The news tapes all over the city—all over the planet, for that matter—murmured coyly of exciting news. The news was that the Yarrow had come into port, and the Yarrow was that gallant ship which had rammed a pirate and damaged it, so that Captain Trent could later recapture a ship that pirates had seized and bring it into port with pirate prisoners. The story was already being twisted and made inaccurate.
A spaceman who'd helped salvage the Hecla heard it. He'd gone out in the Yarrow to find the then-derelict ship. Now he was a hero, and slightly drunk, and he felt a fine sentimental regard for that old ship the Yarrow on which he'd gone out to accomplish fame. He resolved generously to visit his former shipmates and tell them of his triumphs. He began a not-too-accurate progress toward the ship. He encountered a fellow-hero of the Hecla's salvage. That friend knew of two more nearby. A newsman picked up the intended sentimental journey. He gathered the rest, and went along with his camera to get a picture and a story about heroes' friendships for each other and their plans for further anti-pirate activity. They wobbled a little as they walked, but their intentions were firmly emotional.
They got to the Yarrow, and the mate was tearing his hair. Word had somehow gotten out that the Yarrow was about to lift off. He was being besieged. A freight-broker, in particular, offered double freight and something extra for the mate to take one large crate to Loren. The mate did not know whether to pass up the business or accept it. The crewmen hadn't gotten back with the small arms and he didn't know what to do about if. Trent wasn't one to turn down business. He was called away to answer a message from the spaceport office. It was Trent, insisting on haste. A big truck ran the crate up to a cargo door. The members of the Hecla's salvage crew went into the Yarrow's forecastle for a sentimental greeting of their oldest friends. They weren't there. The salvage crew sat down to wait for them, and promptly fell asleep.

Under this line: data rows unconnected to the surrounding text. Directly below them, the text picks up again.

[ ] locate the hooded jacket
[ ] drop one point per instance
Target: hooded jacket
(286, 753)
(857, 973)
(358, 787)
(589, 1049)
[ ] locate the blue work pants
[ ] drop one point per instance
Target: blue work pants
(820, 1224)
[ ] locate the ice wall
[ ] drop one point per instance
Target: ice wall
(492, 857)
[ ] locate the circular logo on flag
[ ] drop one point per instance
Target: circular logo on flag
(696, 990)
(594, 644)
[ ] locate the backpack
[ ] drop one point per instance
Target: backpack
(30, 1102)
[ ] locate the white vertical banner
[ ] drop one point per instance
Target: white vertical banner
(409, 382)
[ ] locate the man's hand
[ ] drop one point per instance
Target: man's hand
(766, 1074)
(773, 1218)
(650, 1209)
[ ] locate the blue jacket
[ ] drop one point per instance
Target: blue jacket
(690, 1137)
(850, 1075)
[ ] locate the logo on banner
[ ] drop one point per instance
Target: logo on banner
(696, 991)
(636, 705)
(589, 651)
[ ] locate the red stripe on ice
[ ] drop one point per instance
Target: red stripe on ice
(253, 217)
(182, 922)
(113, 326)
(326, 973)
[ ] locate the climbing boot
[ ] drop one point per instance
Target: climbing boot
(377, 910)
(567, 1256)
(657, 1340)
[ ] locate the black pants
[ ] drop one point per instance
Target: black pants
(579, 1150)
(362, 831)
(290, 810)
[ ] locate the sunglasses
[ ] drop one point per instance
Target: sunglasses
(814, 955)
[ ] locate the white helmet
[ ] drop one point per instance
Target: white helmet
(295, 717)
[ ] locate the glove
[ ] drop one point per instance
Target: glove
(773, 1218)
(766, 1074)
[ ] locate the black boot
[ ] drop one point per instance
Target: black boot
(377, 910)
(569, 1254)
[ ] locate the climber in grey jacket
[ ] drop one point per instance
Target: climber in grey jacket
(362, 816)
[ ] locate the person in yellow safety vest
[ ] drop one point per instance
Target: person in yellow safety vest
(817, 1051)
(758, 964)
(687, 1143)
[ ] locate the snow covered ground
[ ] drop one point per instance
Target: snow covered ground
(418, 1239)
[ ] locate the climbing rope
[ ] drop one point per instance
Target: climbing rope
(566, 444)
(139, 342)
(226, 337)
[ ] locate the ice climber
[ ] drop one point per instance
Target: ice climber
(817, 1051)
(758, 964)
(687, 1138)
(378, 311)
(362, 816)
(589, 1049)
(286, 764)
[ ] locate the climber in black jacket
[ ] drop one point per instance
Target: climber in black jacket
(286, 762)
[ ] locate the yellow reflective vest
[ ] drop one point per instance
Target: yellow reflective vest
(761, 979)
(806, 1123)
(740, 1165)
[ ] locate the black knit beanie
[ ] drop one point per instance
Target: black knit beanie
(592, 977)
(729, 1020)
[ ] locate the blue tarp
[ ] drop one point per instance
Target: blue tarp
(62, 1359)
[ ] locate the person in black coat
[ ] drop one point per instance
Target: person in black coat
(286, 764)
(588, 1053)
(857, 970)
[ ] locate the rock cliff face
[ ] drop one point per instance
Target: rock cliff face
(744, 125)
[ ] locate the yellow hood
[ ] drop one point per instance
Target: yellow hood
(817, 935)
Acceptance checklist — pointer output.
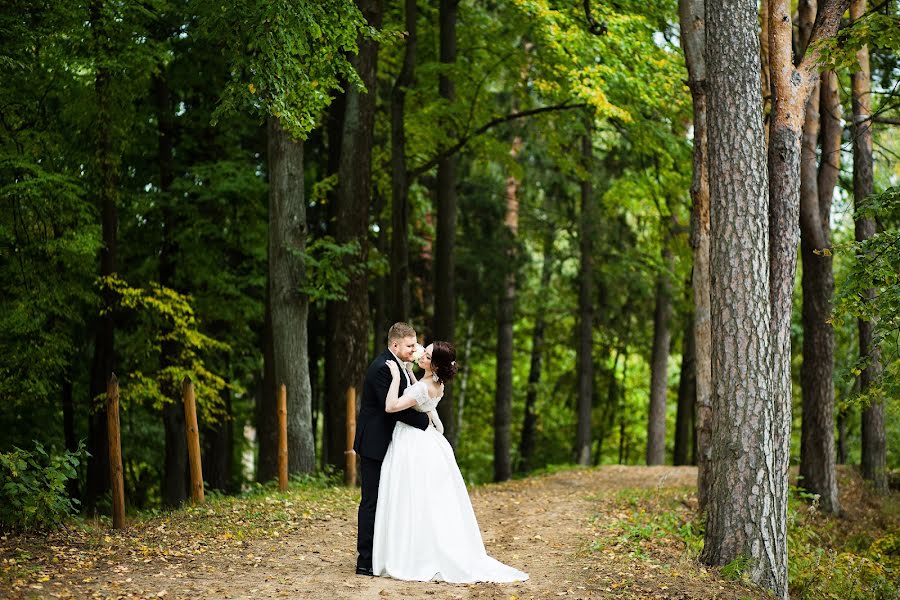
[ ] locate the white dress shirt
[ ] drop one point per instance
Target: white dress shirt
(402, 368)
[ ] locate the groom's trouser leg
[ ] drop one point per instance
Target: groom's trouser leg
(369, 473)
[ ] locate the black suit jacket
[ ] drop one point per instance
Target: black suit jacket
(374, 426)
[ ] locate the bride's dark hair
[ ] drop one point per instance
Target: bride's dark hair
(443, 361)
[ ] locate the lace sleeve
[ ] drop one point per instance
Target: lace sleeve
(424, 402)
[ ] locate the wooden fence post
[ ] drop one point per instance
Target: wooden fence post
(350, 473)
(193, 439)
(282, 438)
(117, 485)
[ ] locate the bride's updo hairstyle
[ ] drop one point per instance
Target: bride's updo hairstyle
(443, 361)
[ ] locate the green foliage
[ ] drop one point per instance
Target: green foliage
(33, 491)
(327, 273)
(877, 30)
(817, 569)
(288, 57)
(876, 266)
(167, 318)
(48, 238)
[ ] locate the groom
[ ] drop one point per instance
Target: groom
(374, 428)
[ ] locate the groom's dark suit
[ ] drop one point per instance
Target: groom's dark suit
(374, 429)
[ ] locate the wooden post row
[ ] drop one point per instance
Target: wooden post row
(282, 438)
(193, 440)
(117, 485)
(350, 473)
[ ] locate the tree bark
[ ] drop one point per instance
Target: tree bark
(175, 488)
(693, 36)
(445, 243)
(817, 453)
(68, 408)
(400, 296)
(503, 401)
(289, 306)
(267, 407)
(529, 424)
(585, 309)
(742, 472)
(348, 319)
(659, 366)
(687, 394)
(104, 344)
(874, 448)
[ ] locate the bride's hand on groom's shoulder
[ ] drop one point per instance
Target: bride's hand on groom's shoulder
(393, 368)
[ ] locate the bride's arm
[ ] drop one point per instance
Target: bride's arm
(392, 402)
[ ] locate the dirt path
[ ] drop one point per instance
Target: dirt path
(540, 525)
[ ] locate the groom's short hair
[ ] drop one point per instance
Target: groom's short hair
(399, 331)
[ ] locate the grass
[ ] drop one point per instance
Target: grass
(854, 556)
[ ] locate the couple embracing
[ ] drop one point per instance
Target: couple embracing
(415, 518)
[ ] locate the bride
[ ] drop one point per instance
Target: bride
(425, 528)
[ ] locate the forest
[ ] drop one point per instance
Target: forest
(658, 232)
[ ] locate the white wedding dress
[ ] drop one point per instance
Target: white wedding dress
(425, 528)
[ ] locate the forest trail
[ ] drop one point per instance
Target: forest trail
(544, 525)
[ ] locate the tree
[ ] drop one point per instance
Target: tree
(687, 396)
(445, 242)
(743, 470)
(585, 336)
(400, 295)
(873, 439)
(693, 36)
(792, 87)
(817, 453)
(287, 58)
(659, 363)
(505, 314)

A totally frustrating and bewildering development infringed on Trent's plans. Orders from the highest authority on the planet commanded that no ship be lifted off or allowed to lift itself off from the spaceport until further orders. Police came and stood by, lounging, so that nothing could be done by the spaceport crew against these orders. More police appeared. Presently the spaceport was totally police-occupied. Trent protested furiously, and as he was a personage of some note since his capture of pirates, a high official told him in confidence that there'd been an ultra-long-range message from the other side of the solar system. It said that a ship bound for Manaos had been stopped by a pirate. Then it had been released, incredibly, but for the fact that it brought a message from the pirates. That ship was on the way and should land tonight. It had been in the hands of the pirates for two days while the message was prepared. The pirates then took half of its crew for captives and contemptuously let the rest go, to deliver their message. The remainder of the crew finished rewinding the overdrive coil. They'd come on to land at Manaos with the message. And they were being met at the spaceport by what was practically the government of Manaos. Because Trent had brought in pirates captured in the act of piracy, and they had threatened retaliation from their fellow-freebooters and this message might be another threat.